ECLI:NL:RBDHA:2020:11921
Rechtbank Den Haag
- Mondelinge uitspraak
- Rechtspraak.nl
Niet-ontvankelijk verklaring van asielaanvraag van Litouwse nationaliteit op basis van veilig land en artikel 8 EVRM
In deze zaak heeft de Rechtbank Den Haag op 28 augustus 2020 uitspraak gedaan over de niet-ontvankelijkheid van een asielaanvraag van een Litouwse eiseres. De aanvraag werd niet-ontvankelijk verklaard op basis van Protocol nr. 24, dat van toepassing is op onderdanen van EU-lidstaten. De rechtbank oordeelde dat de eiseres, als onderdaan van Litouwen, niet kon aantonen dat Litouwen niet als veilig land kon worden beschouwd. De rechtbank volgde niet de stelling van de eiseres dat het bestreden besluit niet tijdig was uitgereikt en oordeelde dat de procedure zorgvuldig was voorbereid. De eiseres had niet voldoende onderbouwd dat haar persoonlijke problemen in Litouwen relevant waren voor de beoordeling van haar asielaanvraag.
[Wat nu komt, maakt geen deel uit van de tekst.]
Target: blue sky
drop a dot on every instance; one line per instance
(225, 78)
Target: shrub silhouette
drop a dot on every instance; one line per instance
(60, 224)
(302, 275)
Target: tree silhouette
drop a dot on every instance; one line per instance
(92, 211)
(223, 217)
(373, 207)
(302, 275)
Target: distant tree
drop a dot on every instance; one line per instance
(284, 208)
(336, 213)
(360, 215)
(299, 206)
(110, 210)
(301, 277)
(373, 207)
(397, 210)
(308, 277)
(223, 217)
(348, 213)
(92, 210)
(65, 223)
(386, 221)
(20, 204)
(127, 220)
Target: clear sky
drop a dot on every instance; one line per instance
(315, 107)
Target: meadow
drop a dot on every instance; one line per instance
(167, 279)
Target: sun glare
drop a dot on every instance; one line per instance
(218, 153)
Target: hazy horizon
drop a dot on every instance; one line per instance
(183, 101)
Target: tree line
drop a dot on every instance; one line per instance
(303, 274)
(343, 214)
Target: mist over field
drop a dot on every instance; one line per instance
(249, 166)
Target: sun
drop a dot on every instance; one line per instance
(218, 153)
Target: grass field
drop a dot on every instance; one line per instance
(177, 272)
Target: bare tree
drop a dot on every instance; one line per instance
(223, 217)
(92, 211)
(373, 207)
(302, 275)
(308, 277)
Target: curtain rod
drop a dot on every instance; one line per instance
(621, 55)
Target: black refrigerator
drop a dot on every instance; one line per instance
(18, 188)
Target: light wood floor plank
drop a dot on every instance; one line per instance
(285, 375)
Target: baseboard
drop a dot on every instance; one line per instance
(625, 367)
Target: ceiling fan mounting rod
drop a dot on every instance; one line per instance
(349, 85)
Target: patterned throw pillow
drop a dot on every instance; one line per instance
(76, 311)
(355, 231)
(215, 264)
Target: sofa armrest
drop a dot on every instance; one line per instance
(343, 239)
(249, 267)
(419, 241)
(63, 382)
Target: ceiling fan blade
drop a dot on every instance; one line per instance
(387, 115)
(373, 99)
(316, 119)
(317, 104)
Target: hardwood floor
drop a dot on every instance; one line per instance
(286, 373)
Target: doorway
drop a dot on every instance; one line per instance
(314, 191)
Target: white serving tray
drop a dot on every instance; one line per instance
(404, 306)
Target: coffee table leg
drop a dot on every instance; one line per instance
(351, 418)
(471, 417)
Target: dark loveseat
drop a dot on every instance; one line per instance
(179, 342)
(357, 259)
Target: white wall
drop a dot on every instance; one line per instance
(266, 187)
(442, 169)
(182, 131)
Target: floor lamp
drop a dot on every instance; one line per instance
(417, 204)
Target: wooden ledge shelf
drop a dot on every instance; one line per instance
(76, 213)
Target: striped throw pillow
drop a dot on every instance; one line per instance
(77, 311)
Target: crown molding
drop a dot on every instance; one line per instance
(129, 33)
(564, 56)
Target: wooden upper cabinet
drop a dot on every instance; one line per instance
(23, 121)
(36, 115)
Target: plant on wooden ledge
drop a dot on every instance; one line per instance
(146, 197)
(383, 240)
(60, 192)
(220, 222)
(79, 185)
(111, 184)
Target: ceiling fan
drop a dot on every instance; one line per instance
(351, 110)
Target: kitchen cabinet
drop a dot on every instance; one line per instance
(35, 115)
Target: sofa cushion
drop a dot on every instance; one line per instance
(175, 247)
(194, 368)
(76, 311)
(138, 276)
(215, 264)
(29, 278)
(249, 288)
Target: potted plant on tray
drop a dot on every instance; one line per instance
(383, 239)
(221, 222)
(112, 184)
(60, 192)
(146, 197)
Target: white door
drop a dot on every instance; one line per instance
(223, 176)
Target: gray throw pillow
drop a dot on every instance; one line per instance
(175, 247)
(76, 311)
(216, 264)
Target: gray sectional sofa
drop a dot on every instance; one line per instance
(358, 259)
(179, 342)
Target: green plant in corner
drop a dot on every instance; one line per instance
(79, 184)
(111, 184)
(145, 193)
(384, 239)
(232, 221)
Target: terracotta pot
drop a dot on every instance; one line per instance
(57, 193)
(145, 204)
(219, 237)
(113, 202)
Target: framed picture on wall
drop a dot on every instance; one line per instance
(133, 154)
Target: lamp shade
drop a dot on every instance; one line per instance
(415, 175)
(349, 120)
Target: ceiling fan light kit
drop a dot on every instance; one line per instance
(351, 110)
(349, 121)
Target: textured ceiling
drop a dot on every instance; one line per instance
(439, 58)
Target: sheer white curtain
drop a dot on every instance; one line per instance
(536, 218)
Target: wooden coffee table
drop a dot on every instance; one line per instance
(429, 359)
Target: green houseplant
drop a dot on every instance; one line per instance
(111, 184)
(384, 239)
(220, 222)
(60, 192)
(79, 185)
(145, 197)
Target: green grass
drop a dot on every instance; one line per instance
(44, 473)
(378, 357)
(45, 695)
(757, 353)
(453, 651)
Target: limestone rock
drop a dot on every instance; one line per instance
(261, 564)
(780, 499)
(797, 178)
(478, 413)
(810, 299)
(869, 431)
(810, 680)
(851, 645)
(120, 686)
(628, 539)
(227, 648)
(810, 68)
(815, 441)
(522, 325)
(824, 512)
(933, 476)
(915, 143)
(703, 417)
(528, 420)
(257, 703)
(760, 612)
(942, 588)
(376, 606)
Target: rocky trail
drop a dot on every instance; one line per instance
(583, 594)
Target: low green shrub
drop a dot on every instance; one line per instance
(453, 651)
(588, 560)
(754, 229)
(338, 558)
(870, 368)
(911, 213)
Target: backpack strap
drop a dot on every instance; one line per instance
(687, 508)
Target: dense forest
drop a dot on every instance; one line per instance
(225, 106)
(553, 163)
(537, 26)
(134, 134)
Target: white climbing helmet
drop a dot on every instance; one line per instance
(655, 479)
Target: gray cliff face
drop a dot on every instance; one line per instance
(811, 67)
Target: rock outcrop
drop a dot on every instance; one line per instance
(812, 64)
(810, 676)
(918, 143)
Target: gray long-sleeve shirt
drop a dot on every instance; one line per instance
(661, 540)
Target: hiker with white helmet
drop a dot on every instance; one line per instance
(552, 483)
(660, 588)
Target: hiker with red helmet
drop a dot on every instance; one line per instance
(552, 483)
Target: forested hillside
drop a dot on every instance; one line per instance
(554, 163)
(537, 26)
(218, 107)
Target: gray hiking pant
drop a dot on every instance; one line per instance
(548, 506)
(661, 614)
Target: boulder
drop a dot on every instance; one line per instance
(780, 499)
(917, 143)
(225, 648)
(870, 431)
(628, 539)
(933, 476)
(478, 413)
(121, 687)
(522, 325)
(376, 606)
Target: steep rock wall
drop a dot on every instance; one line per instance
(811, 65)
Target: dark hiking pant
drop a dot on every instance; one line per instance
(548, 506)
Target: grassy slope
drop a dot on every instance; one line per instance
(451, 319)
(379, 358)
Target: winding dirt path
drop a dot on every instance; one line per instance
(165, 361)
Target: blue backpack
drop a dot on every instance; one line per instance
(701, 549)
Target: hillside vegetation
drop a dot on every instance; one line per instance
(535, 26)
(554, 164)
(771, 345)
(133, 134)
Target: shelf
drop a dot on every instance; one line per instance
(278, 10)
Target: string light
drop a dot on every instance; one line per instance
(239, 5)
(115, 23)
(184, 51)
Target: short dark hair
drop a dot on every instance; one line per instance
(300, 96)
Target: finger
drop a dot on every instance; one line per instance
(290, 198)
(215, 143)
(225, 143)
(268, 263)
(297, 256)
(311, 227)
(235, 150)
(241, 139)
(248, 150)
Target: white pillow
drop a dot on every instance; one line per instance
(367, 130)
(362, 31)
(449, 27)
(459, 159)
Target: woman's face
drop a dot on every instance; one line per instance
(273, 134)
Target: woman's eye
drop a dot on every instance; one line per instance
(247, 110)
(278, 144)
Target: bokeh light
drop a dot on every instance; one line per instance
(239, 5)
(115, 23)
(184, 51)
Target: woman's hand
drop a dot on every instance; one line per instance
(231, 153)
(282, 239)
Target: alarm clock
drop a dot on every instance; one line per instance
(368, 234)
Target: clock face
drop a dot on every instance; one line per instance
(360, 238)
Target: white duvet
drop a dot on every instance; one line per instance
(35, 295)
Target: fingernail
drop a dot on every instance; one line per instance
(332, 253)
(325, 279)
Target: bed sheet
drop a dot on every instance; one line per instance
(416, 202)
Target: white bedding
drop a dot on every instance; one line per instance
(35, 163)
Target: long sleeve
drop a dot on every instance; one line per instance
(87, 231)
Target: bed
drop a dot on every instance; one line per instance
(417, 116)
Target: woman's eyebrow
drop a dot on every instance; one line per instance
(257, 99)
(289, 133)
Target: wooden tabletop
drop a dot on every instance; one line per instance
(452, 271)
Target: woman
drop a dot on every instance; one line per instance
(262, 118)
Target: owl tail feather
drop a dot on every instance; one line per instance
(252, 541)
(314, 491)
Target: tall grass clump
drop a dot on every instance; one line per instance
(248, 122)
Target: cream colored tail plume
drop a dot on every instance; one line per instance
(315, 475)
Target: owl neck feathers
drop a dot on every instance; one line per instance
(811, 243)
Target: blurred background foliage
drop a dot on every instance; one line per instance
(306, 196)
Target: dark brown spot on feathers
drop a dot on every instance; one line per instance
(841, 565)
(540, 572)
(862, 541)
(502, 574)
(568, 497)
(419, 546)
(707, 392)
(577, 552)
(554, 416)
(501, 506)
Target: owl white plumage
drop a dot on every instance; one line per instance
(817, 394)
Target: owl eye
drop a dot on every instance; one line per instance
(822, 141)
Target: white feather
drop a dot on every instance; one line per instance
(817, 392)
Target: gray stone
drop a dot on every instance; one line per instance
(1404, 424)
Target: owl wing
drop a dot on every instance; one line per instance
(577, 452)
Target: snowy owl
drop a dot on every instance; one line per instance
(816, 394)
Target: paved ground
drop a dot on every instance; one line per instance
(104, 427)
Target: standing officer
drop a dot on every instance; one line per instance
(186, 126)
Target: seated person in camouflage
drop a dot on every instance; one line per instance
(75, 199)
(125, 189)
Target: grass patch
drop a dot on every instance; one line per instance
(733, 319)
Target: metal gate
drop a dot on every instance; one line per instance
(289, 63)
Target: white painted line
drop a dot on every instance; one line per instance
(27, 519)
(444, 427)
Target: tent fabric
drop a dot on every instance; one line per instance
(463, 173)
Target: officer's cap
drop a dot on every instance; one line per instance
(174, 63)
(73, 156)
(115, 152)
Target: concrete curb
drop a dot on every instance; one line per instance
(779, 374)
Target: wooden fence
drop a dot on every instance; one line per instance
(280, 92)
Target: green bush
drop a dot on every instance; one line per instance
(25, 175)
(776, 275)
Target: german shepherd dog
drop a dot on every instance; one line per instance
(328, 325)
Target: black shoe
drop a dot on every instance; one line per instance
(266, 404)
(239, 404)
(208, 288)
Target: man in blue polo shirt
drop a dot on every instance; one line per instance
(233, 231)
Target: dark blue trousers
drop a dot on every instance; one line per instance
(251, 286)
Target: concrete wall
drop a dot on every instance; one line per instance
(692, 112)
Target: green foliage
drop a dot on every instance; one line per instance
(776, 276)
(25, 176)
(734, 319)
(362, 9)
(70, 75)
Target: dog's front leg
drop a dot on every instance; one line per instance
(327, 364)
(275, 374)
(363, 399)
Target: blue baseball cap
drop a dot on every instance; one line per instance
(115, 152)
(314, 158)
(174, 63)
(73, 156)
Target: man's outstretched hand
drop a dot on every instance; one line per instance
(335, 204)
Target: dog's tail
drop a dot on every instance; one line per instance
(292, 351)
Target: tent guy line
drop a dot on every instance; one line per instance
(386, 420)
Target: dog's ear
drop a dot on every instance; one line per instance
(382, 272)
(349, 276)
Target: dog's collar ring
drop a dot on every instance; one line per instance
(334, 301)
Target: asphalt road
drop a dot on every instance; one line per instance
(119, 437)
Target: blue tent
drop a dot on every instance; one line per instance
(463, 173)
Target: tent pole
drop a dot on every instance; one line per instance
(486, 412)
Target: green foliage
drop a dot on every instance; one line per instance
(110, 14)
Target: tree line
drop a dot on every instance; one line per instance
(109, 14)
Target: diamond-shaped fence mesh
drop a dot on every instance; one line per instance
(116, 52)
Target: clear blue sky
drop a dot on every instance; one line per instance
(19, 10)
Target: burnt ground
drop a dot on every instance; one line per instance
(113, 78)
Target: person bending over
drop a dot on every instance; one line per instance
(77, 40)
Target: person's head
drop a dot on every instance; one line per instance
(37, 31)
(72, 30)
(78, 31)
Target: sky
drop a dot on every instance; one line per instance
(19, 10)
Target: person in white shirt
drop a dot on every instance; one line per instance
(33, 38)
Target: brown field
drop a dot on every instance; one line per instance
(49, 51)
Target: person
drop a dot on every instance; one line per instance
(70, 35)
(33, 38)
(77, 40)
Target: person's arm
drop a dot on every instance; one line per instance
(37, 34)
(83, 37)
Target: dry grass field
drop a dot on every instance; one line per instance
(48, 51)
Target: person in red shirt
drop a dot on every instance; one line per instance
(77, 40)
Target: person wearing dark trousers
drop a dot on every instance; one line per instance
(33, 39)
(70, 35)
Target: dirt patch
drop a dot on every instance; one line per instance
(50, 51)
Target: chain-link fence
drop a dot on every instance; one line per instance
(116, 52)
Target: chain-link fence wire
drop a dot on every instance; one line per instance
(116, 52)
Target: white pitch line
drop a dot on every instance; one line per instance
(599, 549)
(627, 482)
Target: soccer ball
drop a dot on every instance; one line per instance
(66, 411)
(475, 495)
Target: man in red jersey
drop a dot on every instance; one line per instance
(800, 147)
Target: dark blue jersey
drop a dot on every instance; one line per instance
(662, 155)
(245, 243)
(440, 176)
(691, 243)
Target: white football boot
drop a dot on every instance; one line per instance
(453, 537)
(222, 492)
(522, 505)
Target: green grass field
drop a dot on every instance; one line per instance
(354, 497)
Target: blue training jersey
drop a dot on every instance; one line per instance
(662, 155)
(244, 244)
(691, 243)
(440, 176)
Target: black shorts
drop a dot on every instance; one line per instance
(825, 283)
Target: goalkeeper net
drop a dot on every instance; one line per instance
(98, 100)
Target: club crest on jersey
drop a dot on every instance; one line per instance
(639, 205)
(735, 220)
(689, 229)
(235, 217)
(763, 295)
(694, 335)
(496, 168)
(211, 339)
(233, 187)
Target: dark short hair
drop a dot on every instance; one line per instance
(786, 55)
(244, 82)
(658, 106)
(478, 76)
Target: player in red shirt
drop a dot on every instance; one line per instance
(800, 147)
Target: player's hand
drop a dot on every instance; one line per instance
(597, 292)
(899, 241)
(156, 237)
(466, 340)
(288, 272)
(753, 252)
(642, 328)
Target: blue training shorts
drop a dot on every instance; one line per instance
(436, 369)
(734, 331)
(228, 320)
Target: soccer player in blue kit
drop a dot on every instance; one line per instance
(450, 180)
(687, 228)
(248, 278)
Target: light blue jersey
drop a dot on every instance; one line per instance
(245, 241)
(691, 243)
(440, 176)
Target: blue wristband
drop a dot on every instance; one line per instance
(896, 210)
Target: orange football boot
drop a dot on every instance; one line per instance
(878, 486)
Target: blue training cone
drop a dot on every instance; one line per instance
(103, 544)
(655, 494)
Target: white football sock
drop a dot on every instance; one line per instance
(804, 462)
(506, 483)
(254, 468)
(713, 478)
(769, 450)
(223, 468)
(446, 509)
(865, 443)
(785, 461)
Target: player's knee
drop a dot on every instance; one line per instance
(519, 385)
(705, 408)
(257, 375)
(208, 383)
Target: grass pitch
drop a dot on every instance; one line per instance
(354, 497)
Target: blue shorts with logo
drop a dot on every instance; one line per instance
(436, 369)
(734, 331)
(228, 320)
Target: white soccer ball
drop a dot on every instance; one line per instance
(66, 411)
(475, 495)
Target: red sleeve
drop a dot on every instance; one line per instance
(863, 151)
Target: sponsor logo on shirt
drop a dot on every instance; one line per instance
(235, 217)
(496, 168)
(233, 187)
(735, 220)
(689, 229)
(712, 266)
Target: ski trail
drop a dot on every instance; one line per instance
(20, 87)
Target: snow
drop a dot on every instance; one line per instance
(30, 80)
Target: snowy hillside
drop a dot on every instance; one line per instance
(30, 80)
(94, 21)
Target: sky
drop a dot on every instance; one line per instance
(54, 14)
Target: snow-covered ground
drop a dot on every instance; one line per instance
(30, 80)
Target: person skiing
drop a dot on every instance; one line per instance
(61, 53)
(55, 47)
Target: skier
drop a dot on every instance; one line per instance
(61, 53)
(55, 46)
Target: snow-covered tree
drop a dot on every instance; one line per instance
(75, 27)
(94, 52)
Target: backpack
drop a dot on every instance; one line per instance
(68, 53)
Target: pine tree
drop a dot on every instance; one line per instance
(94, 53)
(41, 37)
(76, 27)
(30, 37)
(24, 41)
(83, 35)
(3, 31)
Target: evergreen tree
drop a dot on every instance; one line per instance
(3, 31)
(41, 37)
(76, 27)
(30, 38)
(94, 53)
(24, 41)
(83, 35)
Bovendien werd vastgesteld dat de eiseres niet feitelijk van haar man werd gescheiden door het bestreden besluit, en dat er geen vertrekplicht uit Nederland op haar rustte. De rechtbank concludeerde dat er geen aanleiding was voor een proceskostenveroordeling. De uitspraak werd openbaar uitgesproken door rechter mr. J.F.I. Sinack, in aanwezigheid van griffier N.A. D’Hoore.